Why this recession? how to come out of it?

January 19, 2009 by kalam (not verified), 1 year 3 weeks ago
Comment id: 2170

Why this recession?
Please come up with actual problem?
Suggestions to improve

My thoughts exactly!

January 19, 2009 by Josh Nankivel (not verified), 1 year 3 weeks ago
Comment id: 2171

Great post, my thoughts exactly! I wrote something similar about all methodologies and ideological thinking when it comes to processes for managing specific projects.

Everything you know about project management is wrong

Josh Nankivel
pmStudent.com

Immutable Laws

January 19, 2009 by Harry Long (not verified), 1 year 3 weeks ago
Comment id: 2172

I like your article, but a few observations -
Newton's "theories" are know as Newton's LAWS of motion - they hold immutable in every way unless we are speaking about sub microscopic particles or light itself.
As a parallel, Scrum is a VERY robust tool that addresses many nuances (including human nature) in a process that insists on maintaining itself as a craft (software development).
No tool, however, replaces good leadership AND common sense!!

Thanks! Great Post! I wish

January 19, 2009 by Jeff Smigel (not verified), 1 year 3 weeks ago
Comment id: 2173

Thanks! Great Post!

I wish that more Agile discussion emphasized the role of Common Sense. Agile should be a (powerful) tool, and not a religion. I'm getting exhausted from dogmatic "this is not agile" arguments.

You're absolutely right...

January 19, 2009 by Michael (not verified), 1 year 3 weeks ago
Comment id: 2174

You're absolutely right... People get so hung up on methodology they forget common sense during product development. I've been through Waterfall projects, RUP projects, Summit projects and (lately) Scrum projects. Thankfully my current team understands the need for applying common sense to implementations and we've been able to tailor Scrum to suit the needs of our organization.

-MJT

There is no "real thing"

January 19, 2009 by Dagfinn Reiersøl (not verified), 1 year 3 weeks ago
Comment id: 2175

It seems to me that you are artificially expecting the "real thing" to be something static, which is odd since Scrum emphasizes constant learning and process improvement. If it's not static, then separating the "real thing" or the "standard" from the "caveats, patches and workarounds" is meaningless.

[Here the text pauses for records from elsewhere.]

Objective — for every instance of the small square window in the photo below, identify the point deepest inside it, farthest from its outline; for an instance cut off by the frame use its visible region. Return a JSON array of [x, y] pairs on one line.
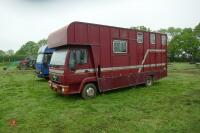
[[163, 40], [119, 46], [153, 38], [139, 37]]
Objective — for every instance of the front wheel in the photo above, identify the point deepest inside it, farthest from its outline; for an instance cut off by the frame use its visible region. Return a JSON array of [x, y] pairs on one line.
[[89, 91], [149, 81]]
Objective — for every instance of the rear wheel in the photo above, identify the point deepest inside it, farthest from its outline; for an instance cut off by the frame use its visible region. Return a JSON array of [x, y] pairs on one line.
[[149, 81], [89, 91]]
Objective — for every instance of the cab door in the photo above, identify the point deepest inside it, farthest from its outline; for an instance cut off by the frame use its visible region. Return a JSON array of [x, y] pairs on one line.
[[79, 65]]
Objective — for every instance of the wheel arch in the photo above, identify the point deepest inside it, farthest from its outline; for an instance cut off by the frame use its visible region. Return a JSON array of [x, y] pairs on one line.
[[88, 80]]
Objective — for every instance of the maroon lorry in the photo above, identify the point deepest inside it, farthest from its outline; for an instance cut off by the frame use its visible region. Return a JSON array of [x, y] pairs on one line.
[[91, 58]]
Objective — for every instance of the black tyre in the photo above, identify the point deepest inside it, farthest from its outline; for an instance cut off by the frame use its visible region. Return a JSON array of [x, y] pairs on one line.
[[89, 91], [149, 81]]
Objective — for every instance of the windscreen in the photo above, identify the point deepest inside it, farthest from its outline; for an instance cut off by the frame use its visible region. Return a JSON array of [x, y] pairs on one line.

It is ultimately an emprical issue, of course. You can test it and see if it works. But to test it, you have to do more than just "familiarize yourself". And if it doesn't work, you have to be willing to double-check your own understanding of the process and be open to the possiblity that you've misunderstood something. Otherwise, you just haven't taken it seriously.

These "LAWS" you are talking

January 19, 2009 by Janusz Gorycki, 1 year 2 weeks ago
Comment id: 2176

These "LAWS" you are talking about are as wrong as the flat earth theory. They don't really explain anything, they approximate reality based on observations. Better, more precise observations render Newton's "laws" invalid :)

But! - his observations bring great many "best known methods" of dealing with majority of day-to-day motion-related calculations.

Treat development methodologies the same way - a set of best known methods, generally useable, but known to fail in many situations.

Take bits and pieces

January 19, 2009 by lifewithryan (not verified), 1 year 2 weeks ago
Comment id: 2177

I find you take the bits and pieces of what your team needs and what works for your team and use those. Use pieces from several different methodologies if you wish. As long as those pieces make sense for your team and don't get in the way.

I don't think there's any one definitive end-all-be-all methodology...

Scrum is like Democracy

January 19, 2009 by sginter, 1 year 2 weeks ago
Comment id: 2178

Scrum is like Democracy. The worst project management methodology, except for all those other methodologies that I have tried from time to time.

Technically, Scrum is not a model. Its a methodology with main purpose being to expose deficiencies in your development process and helping you to solve them.
Maybe I haven't understood your concept of Scrum being a model of reality, could you explain?

Scrum is going to be replaced by some new concept. This is the natural flow of things. Just as Java replaced punch cards - different set of requirements, different technical capabilities available, different times.
Would you suggest people back then not to use punch cards, because it is going to be replaced by Java in the future?
If you know of any Scrum successor, please let us know.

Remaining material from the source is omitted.